Usaha kecil tidak selamanya membuahkan keuntungan yang kecil juga. Hal ini terkait dari kerja kerasnya. Berikut contoh bisnis kecil yang menghasilkan keuntungan artinya yaitu:

Pedagang ikan lele dan pedagang daun pisang

Ada seorang pengusaha dari Balikpapan yang tiap kala melaksanakan penyebrangan. Dia mengemudikan mobil pick up bersama dengan membawa tumpukan daun pisang dan ikan lele didalam jerigen plastik ukuran 25 liter. Pebisnis ini mampu menjajakan 50 ikat daun pisang besar.

Kepingin Paham Beberapa Mitos Kewirausahaan? Berikut Ini Ringkasannya

Beliau membeli daun pisang di Long Ikis (daerah transmigrasi) Rp 7.500 per ikat besar, menjual di Balikpapan bersama dengan harga Rp 15.000 sampai Rp 25.000 per ikat. Itu bermakna untungkan kotornya 50 x Rp (Rp 7.500 – Rp 17.500).

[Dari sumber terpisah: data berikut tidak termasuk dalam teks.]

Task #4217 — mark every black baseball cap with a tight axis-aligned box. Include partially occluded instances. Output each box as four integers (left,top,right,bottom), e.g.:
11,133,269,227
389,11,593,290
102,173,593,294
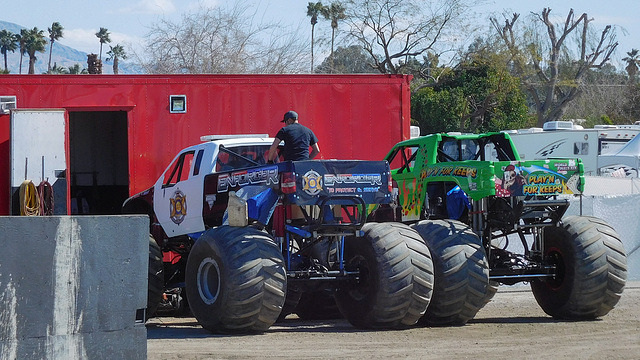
280,110,298,122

Sedangkan untuk ikan lele yang dibeli bersama harga Rp 6.000 per kg dan dijual bersama harga Rp 13.000 per kg. Bila dihitung keuntungan dari keduanya sehabis dikurangi transportasi, sanggup lebih kurang Rp 400.000 hingga Rp 500.000. Lumayan besar bukan!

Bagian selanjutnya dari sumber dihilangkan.